The research team analyzed ice samples from the Siple Dome core on coastal West Antarctica, drilled recently by U.S. researchers with funding from the National Science Foundation. The timing of the warming correlates with an abrupt sea-level rise documented by researchers at Australian National University and with less dramatic warming increases seen in the Byrd and Vostok ice cores from Antarctica.

"The signal we see in the Siple Dome core is so strong, we can speculate it may have been the trigger area for the end of the glacial period," said White. Because of its coastal location, Siple Dome would have been climatically sensitive to events like partial collapses of the West Antarctic Ice Sheet, which would have caused seas to rise globally.

White presented a paper on the subject at the Fall 2000 meeting of the American Geophysical Union held Dec. 15 to Dec. 20 in San Francisco. Paper co-authors included Jeff Severinghaus of the University of California at San Diego, Kendrick Taylor of the University of Nevada, Reno, Albert Brooks of Washington State University and Richard Alley of Pennsylvania State University.

A second abrupt warming event in Antarctica about 15,000 years ago also was documented by the team using the Siple Dome core. Nearly as strong and swift as the first, the second event appears to have preceded a rapid warming in the North Atlantic known as BOLLING/ALLEROD, said White.

"The BOLLING /ALLEROD event is widely considered the signal for when the North Atlantic ‘woke up’ and began to circulate like we see it today, pumping vast amounts of heat into Scandinavia and Europe,’" said White. "Over the course of a few decades we see a warming of air temperatures in that region ranging from about 18 degrees to 27 degrees F."

Both Antarctic warming events were charted by measuring changes in stable isotopes of nitrogen in air and hydrogen and oxygen isotopes in the ice itself. They were tentatively dated using a combination of annual ice-layer counting and atmospheric methane concentrations trapped in the ice. Annual ice layers in ice cores often can be distinguished from one another as distinct rings laid down, much like the annual rings of trees.

Severinghaus measured the ratio of two nitrogen isotopes in core sections tied to the two Antarctic warming events in order to calculate changes in the air temperature.
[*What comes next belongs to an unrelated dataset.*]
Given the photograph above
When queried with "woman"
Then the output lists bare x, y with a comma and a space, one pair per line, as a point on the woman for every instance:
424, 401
White sampled the ice core for two stable isotopes of water, deuterium and oxygen-18.

"These isotope changes can be used to determine surface conditions such as air temperature, both in the Pacific Ocean where moisture originates as well as on the ice sheet," he said.
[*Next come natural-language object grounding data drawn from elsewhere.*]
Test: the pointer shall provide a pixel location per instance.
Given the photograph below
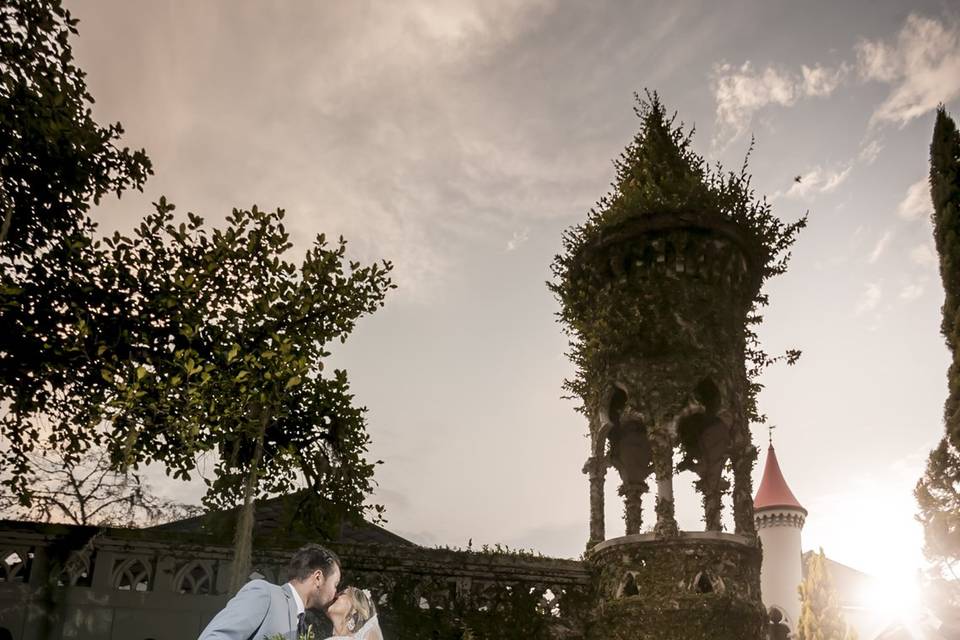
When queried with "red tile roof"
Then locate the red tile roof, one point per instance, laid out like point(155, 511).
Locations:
point(773, 491)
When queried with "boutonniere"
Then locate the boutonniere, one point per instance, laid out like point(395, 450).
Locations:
point(309, 635)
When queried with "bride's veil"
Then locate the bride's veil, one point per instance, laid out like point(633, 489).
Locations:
point(370, 630)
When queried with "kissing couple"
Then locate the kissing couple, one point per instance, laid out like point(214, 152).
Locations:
point(264, 611)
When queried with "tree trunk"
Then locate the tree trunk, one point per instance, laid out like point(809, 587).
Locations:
point(243, 535)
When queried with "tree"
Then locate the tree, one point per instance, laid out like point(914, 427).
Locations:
point(938, 491)
point(55, 161)
point(820, 615)
point(54, 158)
point(226, 355)
point(90, 493)
point(945, 193)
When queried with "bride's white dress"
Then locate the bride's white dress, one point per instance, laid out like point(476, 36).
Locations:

Excesses in deuterium in the cores indicated that sea-surface temperatures rose dramatically or the humidity in the region dropped significantly at the time, White said. Perhaps the most likely scenario is a decrease in humidity over the southern Pacific as water vapor rose into the atmosphere, triggered by a major change of air circulation.

"Water vapor is the prime greenhouse gas," said White. "The deuterium isotope changes may be an indication there was a swift and fundamental change in the atmosphere affecting the tropical Pacific Ocean. Perhaps adding greenhouse gases to the atmosphere was some kind of threshold event as reflected by the sudden temperature rise."
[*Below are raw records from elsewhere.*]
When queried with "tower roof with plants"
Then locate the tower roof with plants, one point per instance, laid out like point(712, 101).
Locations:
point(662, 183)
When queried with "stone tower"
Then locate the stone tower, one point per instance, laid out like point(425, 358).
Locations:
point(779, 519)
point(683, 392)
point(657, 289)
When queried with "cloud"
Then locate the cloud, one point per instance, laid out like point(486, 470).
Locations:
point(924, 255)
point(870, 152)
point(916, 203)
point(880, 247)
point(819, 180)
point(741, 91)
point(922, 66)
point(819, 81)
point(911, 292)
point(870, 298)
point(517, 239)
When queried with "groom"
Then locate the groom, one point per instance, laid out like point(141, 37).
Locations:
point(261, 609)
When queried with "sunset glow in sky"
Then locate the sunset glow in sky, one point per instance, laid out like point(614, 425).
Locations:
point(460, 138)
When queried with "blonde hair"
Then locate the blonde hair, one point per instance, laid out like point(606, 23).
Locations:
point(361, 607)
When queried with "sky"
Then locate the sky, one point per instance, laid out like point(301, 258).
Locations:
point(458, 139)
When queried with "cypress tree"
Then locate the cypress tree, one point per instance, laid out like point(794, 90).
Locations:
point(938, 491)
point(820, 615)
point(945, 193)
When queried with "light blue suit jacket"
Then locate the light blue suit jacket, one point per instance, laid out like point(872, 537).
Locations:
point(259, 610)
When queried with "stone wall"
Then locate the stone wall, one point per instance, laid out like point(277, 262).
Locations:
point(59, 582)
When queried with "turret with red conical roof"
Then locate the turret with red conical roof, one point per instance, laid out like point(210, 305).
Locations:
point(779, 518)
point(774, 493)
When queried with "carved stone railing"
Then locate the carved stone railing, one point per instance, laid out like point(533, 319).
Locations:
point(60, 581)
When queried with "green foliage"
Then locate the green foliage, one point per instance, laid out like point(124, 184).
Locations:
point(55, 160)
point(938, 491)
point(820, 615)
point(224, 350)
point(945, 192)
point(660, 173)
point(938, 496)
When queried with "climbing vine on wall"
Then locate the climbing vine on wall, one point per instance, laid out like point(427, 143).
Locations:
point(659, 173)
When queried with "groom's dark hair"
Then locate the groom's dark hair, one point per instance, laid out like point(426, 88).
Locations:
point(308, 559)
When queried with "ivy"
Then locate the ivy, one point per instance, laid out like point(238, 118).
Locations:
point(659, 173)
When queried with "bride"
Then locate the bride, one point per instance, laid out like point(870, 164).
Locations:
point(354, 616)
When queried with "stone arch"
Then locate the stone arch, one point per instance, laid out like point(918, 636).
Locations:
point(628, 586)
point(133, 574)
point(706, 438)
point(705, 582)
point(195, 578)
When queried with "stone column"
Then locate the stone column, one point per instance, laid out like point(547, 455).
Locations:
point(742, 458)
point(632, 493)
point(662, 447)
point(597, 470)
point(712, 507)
The researchers also were able to tease out "glimpses" of past El Nino/Southern Oscillation events, thought to occur every two to seven years when warming water wells up in the tropical Pacific and moves from east to west, causing worldwide weather changes. Evidence of ENSO events is visible in the Siple Dome core going back 10,000 years.

White said there is no doubt human activity has played a large part in global warming over the past several centuries. "Greenhouse gas concentrations and climate change are based on simple theories," he said. "By pumping vast amounts of greenhouse gases into the atmosphere, humans have set down a huge footprint that covers the entire planet."